Board of Governors of Federal Reserve System v. Investment Co. Institute

450 U.S. 46, 101 S. Ct. 973, 67 L. Ed. 2d 36, 1981 U.S. LEXIS 15, 49 U.S.L.W. 4161
CourtSupreme Court of the United States
DecidedFebruary 24, 1981
Docket79-927
StatusPublished
Cited by61 cases

This text of 450 U.S. 46 (Board of Governors of Federal Reserve System v. Investment Co. Institute) is published on Counsel Stack Legal Research, covering Supreme Court of the United States primary law. Counsel Stack provides free access to over 12 million legal documents including statutes, case law, regulations, and constitutions.

Bluebook
Board of Governors of Federal Reserve System v. Investment Co.

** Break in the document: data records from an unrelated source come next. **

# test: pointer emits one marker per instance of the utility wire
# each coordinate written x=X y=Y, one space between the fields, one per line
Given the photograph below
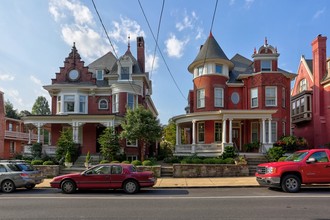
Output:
x=158 y=29
x=168 y=69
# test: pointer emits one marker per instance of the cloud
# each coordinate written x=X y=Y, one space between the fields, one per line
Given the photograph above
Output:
x=126 y=27
x=319 y=13
x=6 y=77
x=61 y=8
x=77 y=25
x=152 y=63
x=174 y=46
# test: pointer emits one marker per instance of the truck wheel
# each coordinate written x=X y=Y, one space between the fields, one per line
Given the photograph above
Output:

Institute, 450 U.S. 46, 101 S. Ct. 973, 67 L. Ed. 2d 36, 1981 U.S. LEXIS 15, 49 U.S.L.W. 4161 (1981).

Opinion

Justice Stevens

delivered the opinion of the Court.

In 1956 Congress enacted the Bank Holding Company-Act to control the future expansion of bank holding companies and to require divestment of their nonbanking interests. 1 The Act, however, authorizes the Federal Reserve Board (Board) to allow holding companies to acquire or retain ownership in companies whose activities are “so closely related to banking or managing or controlling banks as to be a proper incident thereto.” 2 In 1972 the Board amended its *49 regulations to enlarge the category of activities that it would regard as “closely related to banking” and therefore permissible for bank holding companies and their nonbanking subsidiaries. Specifically, the Board determined that the services of an investment adviser to a closed-end investment company may be such a permissible activity. The question presented by this case is whether the Board had the statutory authority to make that determination.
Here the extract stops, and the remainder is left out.